Lie Access Neural Turing Machine
Greg Yang
TL;DR
The paper introduces the Lie Access Neural Turing Machine (LANTM), an external-memory architecture where memory keys live in a Euclidean space and are accessed via random addresses or Lie-group actions, enabling continuous, differentiable memory manipulation. A key contribution is the InvNorm read scheme, which uses inverse-distance weighting to retrieve memory in the Euclidean key space, and its superior generalization to longer sequences with far fewer parameters than a corresponding LSTM baseline. The work shows that LANTM-InvNorm excels on permutation, arithmetic, and program-like tasks, while SoftMax-based reading underperforms on several benchmarks, highlighting the importance of distance-based key addressing in this setting.
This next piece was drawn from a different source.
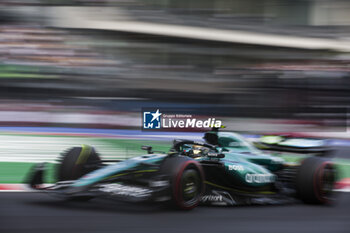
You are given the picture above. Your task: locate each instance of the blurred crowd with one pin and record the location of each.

The authors also discuss generalization to other manifolds (e.g., Poincaré disk) to control key growth and outline future directions for integrating structured reasoning with neural memory in continuous domains.
Abstract
Following the recent trend in explicit neural memory structures, we present a new design of an external memory, wherein memories are stored in an Euclidean key space $\mathbb R^n$. An LSTM controller performs read and write via specialized read and write heads. It can move a head by either providing a new address in the key space (aka random access) or moving from its previous position via a Lie group action (aka Lie access). In this way, the "L" and "R" instructions of a traditional Turing Machine are generalized to arbitrary elements of a fixed Lie group action. For this reason, we name this new model the Lie Access Neural Turing Machine, or LANTM. We tested two different configurations of LANTM against an LSTM baseline in several basic experiments. We found the right configuration of LANTM to outperform the baseline in all of our experiments. In particular, we trained LANTM on addition of $k$-digit numbers for $2 \le k \le 16$, but it was able to generalize almost perfectly to $17 \le k \le 32$, all with the number of parameters 2 orders of magnitude below the LSTM baseline.